The rotator cuff is a group of four muscles and their tendons that surround the shoulder joint, providing stability and facilitating movement, such as lifting and rotating the arm. When these tendons tear, it can severely limit arm function and cause persistent pain. While non-surgical methods like physical therapy and injections are often the first approach, surgery becomes necessary when a full-thickness tear is present or when conservative treatment fails. The goal of the surgical procedure is to reattach the torn tendon securely to the upper arm bone (humerus) to restore the shoulder’s natural mechanics.
Selecting the Surgical Method
A surgeon’s choice of technique is determined by several factors, including the size of the tendon tear, the quality of the remaining tendon tissue, and the overall complexity of the injury. Three surgical approaches are used to gain access to the damaged area and perform the repair. The most frequently utilized method is arthroscopic repair, which is minimally invasive, using a small camera (arthroscope) and specialized instruments inserted through several small incisions, each typically about a centimeter long. This approach is favored for its reduced muscle disruption, which can lead to less post-operative pain and a quicker initial recovery period.
For larger tears, or those requiring slightly more direct visualization, the surgeon may select a mini-open repair. This technique combines the use of the arthroscope for initial assessment and preparation with a slightly larger incision, often 3 to 5 centimeters, to complete the final tendon reattachment. The mini-open method is an effective compromise, offering better access than a purely arthroscopic procedure while still minimizing the extensive muscle cutting required in a traditional operation.
The third option is traditional open repair, which involves a single, larger incision, providing the surgeon with a direct view of the entire shoulder joint. This method is reserved for the most complex cases, such as massive, retracted tears or when additional procedures like a tendon transfer are necessary. The choice among these three methods dictates how the surgeon accesses the joint, but the fundamental steps of repairing the tendon remain consistent.
Repairing the Tendon
Regardless of the surgical approach used to access the joint, the first phase of the actual repair involves preparing the site for reattachment. The surgeon must first perform a thorough inspection and debridement, which involves removing any frayed or damaged tendon tissue and smoothing the edges of the tear. This preparation also includes addressing any bony irregularities, such as removing bone spurs (osteophytes) from the underside of the acromion, a process called acromioplasty, to create more space for the repaired tendon.
The next step is securing the torn tendon back to the head of the humerus, which is achieved through the use of specialized medical devices called suture anchors. These small implants, often made from a strong, biodegradable plastic, are carefully placed into the bone at the site where the tendon naturally attaches. Each anchor is pre-loaded with high-strength sutures that act as the threads to pull the tendon back into place.
The surgeon uses specialized instruments to pass these sutures through the torn tendon. Once woven through, the sutures are pulled taut and tied, cinching the torn tissue back down against the prepared bone surface. This creates a secure mechanical fixation that holds the tendon in position while the body’s natural healing process takes place. If the biceps tendon is also damaged, a concurrent procedure like a biceps tenodesis may be necessary before final closure.
Immediate Post-Procedure Care
Immediately following the procedure, the patient is moved into a recovery area where the focus shifts to controlling pain and protecting the delicate repair. A significant component of pain management is the use of a nerve block, an injection of long-acting numbing medication near the nerves of the neck or shoulder that can provide profound pain relief for many hours after the surgery. As the nerve block gradually wears off, the patient transitions to oral pain medications, often a combination of narcotic and non-narcotic drugs, to manage the discomfort.

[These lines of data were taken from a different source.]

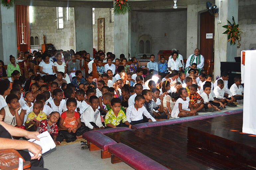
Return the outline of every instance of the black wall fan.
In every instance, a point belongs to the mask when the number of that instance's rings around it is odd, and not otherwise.
[[[215,8],[217,7],[216,5],[212,5],[209,2],[206,2],[206,9],[211,16],[214,16],[215,13]]]

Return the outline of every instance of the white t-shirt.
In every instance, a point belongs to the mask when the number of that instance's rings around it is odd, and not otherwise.
[[[111,70],[113,75],[115,74],[115,73],[116,72],[116,66],[114,64],[111,64],[111,65],[109,66],[108,64],[107,63],[104,65],[104,68],[105,69],[105,71],[106,72],[108,70]]]
[[[229,90],[233,96],[237,95],[242,95],[242,94],[244,93],[244,88],[243,87],[243,86],[240,85],[237,87],[235,83],[231,86]]]
[[[54,66],[54,63],[51,62],[50,61],[50,63],[48,64],[46,64],[45,62],[43,60],[39,63],[39,66],[43,67],[43,70],[42,71],[45,73],[47,73],[49,74],[49,75],[53,75],[54,72],[53,70],[53,66]],[[43,76],[45,75],[43,74],[40,74],[41,76]]]
[[[53,110],[48,105],[45,105],[44,106],[44,109],[43,109],[43,112],[45,112],[46,115],[48,116],[53,112]]]
[[[178,118],[178,115],[180,113],[180,110],[179,109],[179,103],[181,103],[182,106],[182,109],[183,110],[190,111],[190,109],[189,108],[190,99],[189,97],[187,97],[186,100],[184,101],[181,98],[179,98],[176,101],[174,107],[173,107],[171,114],[172,117],[174,118]]]
[[[137,74],[134,74],[132,75],[132,79],[134,80],[134,83],[136,83],[136,77],[137,77]]]

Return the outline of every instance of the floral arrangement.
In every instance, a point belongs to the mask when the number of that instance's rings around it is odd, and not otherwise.
[[[131,7],[128,0],[116,0],[114,5],[114,14],[115,15],[124,15],[131,11]]]
[[[14,6],[15,0],[1,0],[1,5],[7,9]]]
[[[222,34],[228,35],[228,41],[227,42],[230,41],[230,45],[232,45],[232,44],[234,45],[235,44],[236,40],[238,40],[239,37],[240,36],[240,33],[242,32],[239,31],[238,24],[236,24],[233,16],[232,16],[232,20],[233,21],[233,24],[231,24],[231,23],[228,20],[227,22],[229,25],[225,25],[222,26],[222,27],[227,29],[226,31]]]

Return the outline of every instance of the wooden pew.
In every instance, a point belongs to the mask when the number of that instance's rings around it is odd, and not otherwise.
[[[1,162],[0,168],[2,170],[17,170],[19,167],[19,158],[23,158],[15,149],[10,149],[0,150]],[[23,160],[23,169],[29,170],[31,167],[30,162]]]
[[[114,64],[115,64],[115,62],[112,62],[112,63]],[[128,65],[130,65],[132,63],[132,61],[128,61],[126,63],[126,64],[128,64]],[[140,67],[140,61],[138,61],[137,62],[138,65],[137,66],[137,67]],[[105,65],[105,64],[107,64],[107,62],[103,62],[102,63],[102,64],[101,65],[103,66],[103,67]],[[96,65],[97,64],[97,65]],[[98,74],[98,73],[97,73],[97,69],[96,69],[96,66],[97,65],[97,64],[95,63],[92,63],[92,77],[94,78],[99,78],[99,75]],[[106,71],[107,70],[105,70],[105,71]]]

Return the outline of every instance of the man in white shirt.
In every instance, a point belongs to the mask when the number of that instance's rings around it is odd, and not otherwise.
[[[134,86],[134,91],[135,93],[130,96],[129,100],[128,100],[128,106],[130,106],[135,103],[134,100],[135,98],[139,94],[141,94],[141,92],[143,90],[143,87],[141,84],[137,83]]]
[[[227,89],[228,89],[228,78],[229,77],[229,74],[227,71],[223,71],[221,74],[221,77],[220,79],[221,79],[224,82],[224,87],[226,87]],[[215,81],[213,84],[213,86],[214,88],[217,86],[217,81],[218,80],[218,79]]]
[[[145,99],[142,95],[138,95],[135,98],[135,102],[127,108],[126,109],[126,118],[127,120],[132,125],[144,123],[143,114],[149,119],[148,122],[155,122],[156,120],[147,110],[143,106]]]
[[[115,74],[116,72],[116,66],[115,64],[112,63],[112,59],[110,57],[108,58],[107,59],[107,64],[104,66],[104,68],[105,71],[107,71],[108,70],[111,70],[112,71],[113,74]]]
[[[175,70],[180,71],[182,68],[182,64],[181,60],[177,58],[178,54],[177,52],[174,51],[172,54],[172,57],[168,61],[168,69],[170,72]],[[169,57],[170,58],[170,57]]]
[[[84,123],[89,130],[97,130],[104,128],[101,123],[100,113],[98,109],[99,100],[97,97],[92,96],[89,99],[90,106],[84,111],[81,121]]]
[[[98,60],[99,59],[99,57],[98,56],[95,56],[95,58],[93,60],[92,60],[88,63],[88,73],[90,74],[92,71],[92,63],[95,63],[96,64],[98,62]]]
[[[241,79],[238,77],[234,78],[235,82],[230,87],[230,91],[236,101],[241,100],[244,98],[244,88],[241,85]],[[238,101],[239,103],[243,103],[243,101]]]

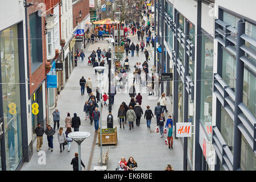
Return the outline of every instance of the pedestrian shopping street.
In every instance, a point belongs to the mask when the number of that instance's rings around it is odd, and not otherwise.
[[[139,42],[138,40],[137,36],[130,35],[131,44],[132,42],[136,45]],[[81,60],[78,62],[77,67],[75,67],[72,71],[68,81],[66,82],[64,89],[61,92],[57,102],[56,108],[59,109],[60,113],[60,127],[65,128],[65,118],[67,113],[71,113],[71,116],[73,116],[73,113],[76,113],[77,116],[80,117],[81,125],[79,129],[80,131],[89,132],[90,136],[86,138],[81,144],[81,159],[85,165],[86,170],[93,170],[96,166],[98,166],[98,163],[100,147],[98,144],[97,133],[94,131],[94,123],[90,125],[90,120],[85,120],[85,113],[83,112],[84,105],[86,100],[88,100],[89,96],[87,94],[84,96],[81,95],[80,86],[79,85],[79,80],[82,76],[84,76],[86,80],[88,77],[90,77],[93,82],[92,91],[96,96],[96,87],[99,86],[99,75],[95,75],[94,70],[92,65],[87,64],[87,57],[90,55],[93,50],[96,51],[98,47],[100,47],[101,50],[108,47],[108,43],[105,40],[100,40],[94,42],[94,44],[89,44],[87,45],[85,50],[85,59],[83,63]],[[147,48],[150,56],[150,60],[148,61],[149,71],[154,65],[154,58],[152,56],[154,48],[150,44],[150,47]],[[125,52],[124,53],[125,56]],[[154,54],[153,54],[154,56]],[[137,62],[141,62],[142,64],[145,61],[144,52],[139,51],[139,57],[136,56],[136,52],[134,57],[131,57],[129,53],[128,59],[130,63],[131,71],[127,72],[133,73],[134,68],[134,66]],[[125,59],[125,56],[124,56]],[[122,61],[123,64],[123,61]],[[112,68],[114,64],[112,64]],[[108,68],[108,65],[105,64],[105,67]],[[108,69],[106,69],[102,76],[102,92],[104,90],[108,90]],[[133,74],[132,74],[133,75]],[[128,84],[132,84],[133,77],[129,77]],[[130,88],[130,86],[126,85],[126,86]],[[139,85],[135,84],[136,92],[138,93],[139,90]],[[165,89],[166,90],[166,89]],[[133,156],[138,163],[138,171],[141,170],[164,170],[165,167],[170,164],[175,168],[175,170],[183,169],[183,152],[182,146],[179,139],[174,139],[173,149],[169,149],[165,144],[165,135],[162,138],[160,138],[160,133],[155,133],[156,126],[156,118],[154,118],[151,121],[151,128],[148,129],[146,126],[146,119],[143,116],[141,118],[141,125],[136,126],[131,130],[129,129],[129,123],[125,124],[125,129],[120,129],[119,121],[118,121],[117,114],[120,105],[125,101],[128,105],[130,101],[130,97],[128,92],[124,93],[118,92],[117,90],[117,94],[114,97],[114,103],[112,108],[112,114],[114,117],[114,127],[117,127],[118,142],[117,145],[103,145],[103,152],[106,152],[110,147],[109,157],[108,160],[107,170],[115,170],[117,167],[118,162],[121,157],[125,157],[126,160],[130,156]],[[86,93],[86,90],[85,90]],[[159,97],[154,96],[148,96],[146,90],[146,87],[142,88],[141,92],[142,96],[142,109],[143,114],[147,105],[150,106],[150,109],[154,111],[155,106],[158,101]],[[171,101],[169,97],[167,98],[167,109],[168,113],[164,113],[166,121],[168,119],[168,115],[172,113]],[[104,106],[102,107],[102,128],[106,128],[106,118],[108,115],[108,107]],[[52,113],[55,109],[50,112]],[[52,117],[52,115],[51,114]],[[53,122],[52,118],[50,119],[50,125],[53,126]],[[135,121],[134,121],[135,123]],[[165,125],[165,124],[164,124]],[[73,130],[72,129],[72,130]],[[38,153],[36,150],[36,142],[34,142],[33,155],[29,163],[24,163],[22,170],[72,170],[72,166],[70,164],[72,159],[73,158],[75,152],[77,152],[77,144],[74,142],[72,143],[70,152],[68,152],[67,146],[64,152],[60,153],[59,144],[57,138],[57,132],[53,136],[53,151],[51,152],[48,150],[47,140],[46,136],[43,137],[43,144],[42,150],[46,153],[46,164],[40,165],[38,160],[40,157],[38,156]]]

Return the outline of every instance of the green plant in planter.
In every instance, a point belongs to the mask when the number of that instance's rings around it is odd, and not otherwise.
[[[115,57],[118,61],[121,61],[123,59],[123,53],[122,52],[117,52],[115,53]]]

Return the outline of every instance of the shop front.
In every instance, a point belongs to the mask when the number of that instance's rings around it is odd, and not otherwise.
[[[19,53],[20,30],[18,27],[15,24],[0,31],[0,82],[3,83],[0,87],[0,170],[15,170],[23,158],[20,97],[26,93],[20,92],[19,84],[22,57]]]

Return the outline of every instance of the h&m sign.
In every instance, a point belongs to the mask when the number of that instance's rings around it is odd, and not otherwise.
[[[0,118],[0,139],[3,135],[3,118]]]

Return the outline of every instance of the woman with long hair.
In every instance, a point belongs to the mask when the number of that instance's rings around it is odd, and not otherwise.
[[[68,135],[69,133],[72,132],[71,127],[67,127],[66,130],[66,132],[65,134],[66,134],[66,140],[68,142],[68,152],[70,152],[70,147],[71,147],[71,142],[73,142],[73,139],[71,138],[68,136]]]
[[[65,134],[63,132],[63,128],[62,127],[60,127],[60,129],[59,130],[58,140],[59,143],[60,143],[60,152],[61,152],[61,146],[63,146],[64,150],[65,149],[64,142],[66,141],[66,138],[65,137]]]
[[[68,113],[67,116],[65,118],[65,127],[71,127],[72,119],[72,118],[70,117],[69,113]]]
[[[168,113],[168,110],[166,109],[166,94],[163,93],[161,95],[161,97],[159,98],[158,102],[160,102],[160,106],[161,106],[162,111],[163,113],[164,110],[166,113]]]
[[[135,171],[135,169],[137,168],[137,163],[134,160],[132,156],[129,158],[129,160],[127,163],[127,167],[129,170]]]
[[[121,104],[120,107],[118,109],[118,114],[117,117],[119,118],[119,123],[120,125],[120,128],[122,128],[122,123],[123,125],[123,128],[125,129],[125,117],[126,115],[125,109],[123,106]]]
[[[122,157],[118,164],[118,171],[127,171],[127,162],[125,157]]]

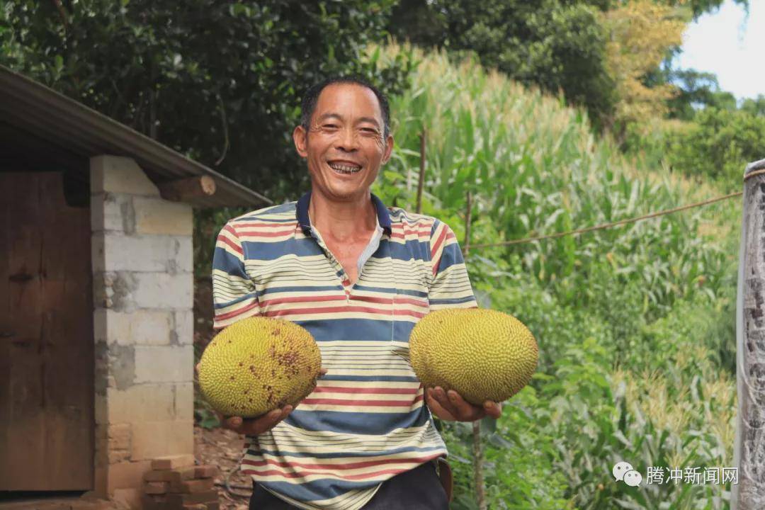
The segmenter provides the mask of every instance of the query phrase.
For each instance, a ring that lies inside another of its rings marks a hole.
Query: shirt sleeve
[[[443,308],[476,308],[467,268],[457,236],[438,219],[431,232],[431,262],[433,279],[428,293],[431,311]]]
[[[218,234],[213,255],[213,328],[220,330],[257,315],[258,293],[247,274],[245,253],[236,230],[226,224]]]

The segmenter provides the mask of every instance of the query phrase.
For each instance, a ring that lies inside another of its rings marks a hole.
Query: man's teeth
[[[340,164],[339,163],[330,163],[330,167],[332,170],[340,172],[341,174],[356,174],[361,170],[361,167]]]

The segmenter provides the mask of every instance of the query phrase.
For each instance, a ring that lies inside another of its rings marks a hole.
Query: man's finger
[[[444,409],[441,404],[438,403],[438,401],[433,396],[435,390],[432,388],[428,388],[425,391],[425,404],[427,404],[428,407],[430,408],[431,412],[441,420],[454,421],[456,419],[454,418],[454,415]]]
[[[457,408],[454,404],[449,401],[449,398],[446,395],[446,391],[441,386],[436,386],[433,388],[433,396],[438,401],[438,404],[441,408],[445,409],[449,412],[450,414],[454,416],[453,420],[456,420],[457,417],[459,416],[459,413],[457,411]]]
[[[502,415],[502,404],[487,400],[483,402],[483,409],[486,414],[491,417],[496,419]]]
[[[449,390],[448,395],[449,401],[451,402],[451,404],[457,410],[457,416],[459,420],[473,421],[483,417],[483,415],[486,414],[486,411],[466,401],[462,398],[462,395],[454,390]]]

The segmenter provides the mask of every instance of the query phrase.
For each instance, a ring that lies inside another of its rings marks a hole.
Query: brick
[[[116,489],[112,494],[112,499],[127,505],[132,510],[141,510],[141,495],[139,489]]]
[[[169,489],[170,482],[147,482],[144,484],[144,492],[146,494],[164,494]]]
[[[164,310],[119,312],[98,308],[93,313],[96,341],[120,346],[166,346],[170,344],[174,313]]]
[[[135,232],[135,218],[132,198],[129,195],[115,195],[110,193],[91,195],[90,229],[93,232]],[[91,245],[94,264],[97,264],[96,258],[103,256],[103,240],[96,240],[93,236]]]
[[[182,480],[170,484],[171,492],[203,492],[211,490],[215,486],[215,480],[212,478],[200,478],[193,480]]]
[[[108,456],[109,456],[109,463],[116,464],[118,463],[125,462],[125,460],[130,460],[130,450],[109,450]]]
[[[190,382],[194,346],[135,346],[135,382]]]
[[[175,419],[194,420],[194,382],[175,385]]]
[[[133,424],[133,460],[185,455],[194,464],[194,421],[144,421]],[[183,464],[178,464],[182,466]],[[167,469],[167,468],[166,468]]]
[[[191,236],[191,206],[157,198],[133,199],[135,232],[141,234]]]
[[[109,425],[109,449],[130,449],[130,424]]]
[[[168,494],[168,505],[171,508],[182,507],[190,503],[214,503],[218,501],[218,492],[215,490],[190,494]]]
[[[167,507],[167,497],[164,494],[143,494],[141,502],[143,510],[164,510]]]
[[[144,479],[147,482],[178,482],[181,480],[194,479],[196,466],[177,467],[172,469],[152,469],[145,475]]]
[[[116,489],[140,487],[143,474],[151,469],[150,460],[112,464],[109,466],[106,490],[111,494]]]
[[[220,473],[217,466],[203,464],[194,466],[194,478],[215,478]]]
[[[196,460],[190,453],[180,455],[164,455],[151,460],[153,469],[177,469],[181,467],[193,467]]]
[[[90,158],[90,191],[159,197],[157,186],[132,158],[111,155]]]
[[[175,313],[175,339],[181,346],[194,343],[194,312],[178,310]]]
[[[132,275],[135,281],[132,298],[139,308],[191,310],[194,306],[194,275],[190,272]]]
[[[174,419],[172,384],[137,384],[125,390],[106,390],[109,423],[165,421]]]
[[[93,234],[94,271],[190,272],[193,271],[190,236]]]

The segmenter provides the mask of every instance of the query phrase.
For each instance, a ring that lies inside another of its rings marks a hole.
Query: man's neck
[[[358,200],[337,202],[314,191],[308,213],[322,237],[340,242],[366,239],[377,225],[377,213],[368,193]]]

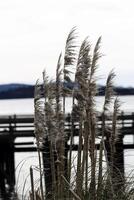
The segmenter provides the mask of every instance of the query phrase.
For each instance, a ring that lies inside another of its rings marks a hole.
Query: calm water
[[[101,111],[103,106],[103,97],[96,98],[97,110]],[[134,112],[134,96],[121,96],[121,110],[125,112]],[[71,111],[71,99],[66,100],[67,112]],[[17,99],[17,100],[0,100],[0,115],[13,115],[13,114],[33,114],[34,105],[33,99]],[[33,138],[29,138],[30,140]],[[129,137],[124,142],[133,142],[133,138]],[[134,169],[134,151],[126,150],[125,153],[125,169],[127,174]],[[29,168],[30,166],[37,166],[38,159],[36,153],[16,153],[15,166],[16,166],[16,183],[17,191],[20,194],[28,194],[30,189]],[[36,185],[38,185],[39,172],[34,167],[34,178]]]

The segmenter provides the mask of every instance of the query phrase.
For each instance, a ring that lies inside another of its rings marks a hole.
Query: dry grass
[[[73,28],[66,41],[64,63],[61,63],[61,55],[58,59],[56,84],[52,84],[52,81],[49,81],[46,73],[43,72],[43,92],[38,83],[35,87],[35,136],[39,153],[40,179],[42,180],[40,144],[42,146],[49,144],[47,152],[49,156],[44,163],[49,163],[47,166],[49,166],[50,175],[49,187],[46,184],[44,188],[42,181],[40,182],[41,197],[37,197],[37,199],[133,199],[133,190],[128,190],[125,179],[121,178],[123,176],[120,169],[115,166],[114,157],[117,153],[116,143],[118,139],[116,122],[120,105],[113,92],[115,74],[111,71],[106,81],[100,148],[97,150],[98,130],[95,96],[97,94],[96,71],[101,57],[101,38],[97,40],[93,53],[91,44],[86,38],[77,54],[76,37],[76,28]],[[73,80],[75,86],[71,91],[65,88],[64,84],[72,81],[70,72],[74,67],[76,68]],[[73,98],[70,122],[71,136],[70,149],[66,157],[65,101],[70,93]],[[112,126],[108,127],[106,120],[113,98]],[[75,118],[78,119],[79,145],[74,170],[72,169],[72,145]],[[43,172],[48,173],[45,166]],[[36,195],[38,194],[36,192]],[[33,199],[32,195],[31,199]]]

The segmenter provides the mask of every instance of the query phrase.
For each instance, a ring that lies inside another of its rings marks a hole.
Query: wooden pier
[[[107,123],[111,124],[108,120]],[[98,116],[98,135],[101,133],[101,116]],[[122,142],[122,148],[134,149],[134,113],[121,113],[118,117],[119,131],[121,139],[125,141],[128,135],[133,136],[130,143]],[[66,116],[65,130],[66,134],[70,135],[70,115]],[[74,137],[78,136],[79,129],[77,120],[75,122]],[[34,116],[33,115],[11,115],[0,116],[0,189],[5,190],[5,185],[9,185],[10,189],[15,185],[15,152],[31,152],[36,151],[36,145],[31,139],[29,142],[22,138],[34,137]],[[18,138],[19,141],[18,141]],[[69,148],[69,145],[67,146]],[[78,149],[78,144],[73,144],[73,150]],[[120,162],[124,164],[124,156],[120,157]],[[123,166],[124,167],[124,166]]]

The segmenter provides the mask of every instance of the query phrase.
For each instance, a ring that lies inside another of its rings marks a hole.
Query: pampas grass
[[[97,95],[97,69],[101,58],[101,37],[98,38],[92,51],[88,37],[82,42],[79,51],[76,44],[76,28],[73,28],[66,40],[64,63],[60,54],[55,84],[49,81],[46,72],[43,72],[43,90],[35,86],[35,136],[37,149],[40,145],[48,145],[50,187],[41,191],[44,200],[107,200],[129,199],[127,195],[120,195],[115,185],[121,181],[120,169],[116,170],[115,159],[116,143],[118,140],[117,120],[120,101],[115,98],[113,80],[115,74],[111,71],[106,81],[105,100],[102,106],[102,129],[99,150],[96,146],[98,135],[97,112],[95,96]],[[72,82],[71,71],[74,74],[74,88],[69,90],[65,83]],[[72,112],[70,118],[70,149],[66,155],[67,135],[65,129],[65,99],[68,94],[72,96]],[[114,99],[114,103],[113,103]],[[43,101],[43,103],[42,103]],[[113,103],[113,112],[109,106]],[[111,115],[112,125],[107,125],[107,118]],[[79,135],[78,150],[73,162],[73,134],[77,118]],[[46,143],[47,141],[47,143]],[[45,154],[44,154],[45,155]],[[39,151],[40,156],[40,151]],[[39,158],[39,163],[41,162]],[[44,158],[45,159],[45,158]],[[105,162],[104,162],[105,160]],[[67,162],[66,162],[67,161]],[[44,160],[45,162],[45,160]],[[41,163],[40,170],[41,168]],[[105,165],[105,167],[104,167]],[[44,173],[46,171],[44,167]],[[42,179],[42,177],[40,177]],[[125,190],[125,181],[122,180],[120,191]],[[43,187],[42,184],[40,184]],[[126,191],[129,195],[129,192]],[[132,199],[132,195],[130,199]],[[49,196],[49,197],[48,197]]]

Protecting the healing tendon requires strict immobilization of the arm in a specialized sling, often with an attached pillow for positioning. Patients are instructed to wear this sling continuously for four to six weeks to prevent any active movement of the shoulder that could jeopardize the repair. During this initial period, patients must avoid any active lifting, reaching, or supporting their body weight with the operative arm.
Managing the incision sites is a priority to prevent infection. Patients are instructed on keeping the dressings clean and dry, and they are advised not to submerge the surgical site in water until approved. The first follow-up appointment usually occurs within seven to fourteen days, where the surgeon examines the wound, removes any non-dissolvable sutures, and transitions the patient toward the next phase of recovery.
Rehabilitation and Recovery Timeline
The journey back to full shoulder function follows a structured, phased rehabilitation program. The initial period, lasting approximately six weeks, focuses on passive range of motion, where a physical therapist gently moves the arm without the patient engaging the repaired muscles. This phase prevents stiffness while protecting the tendon-to-bone attachment.
Around six weeks after the procedure, patients progress to the active range of motion phase, where they begin moving the arm on their own, initiating muscle contraction. The final phase, typically starting at three to four months post-surgery, is the strengthening phase, which rebuilds the power and endurance of the rotator cuff muscles. While many patients regain adequate function within four to six months, full recovery and return to vigorous activities can take six months to a year, depending on the original tear size and individual healing factors.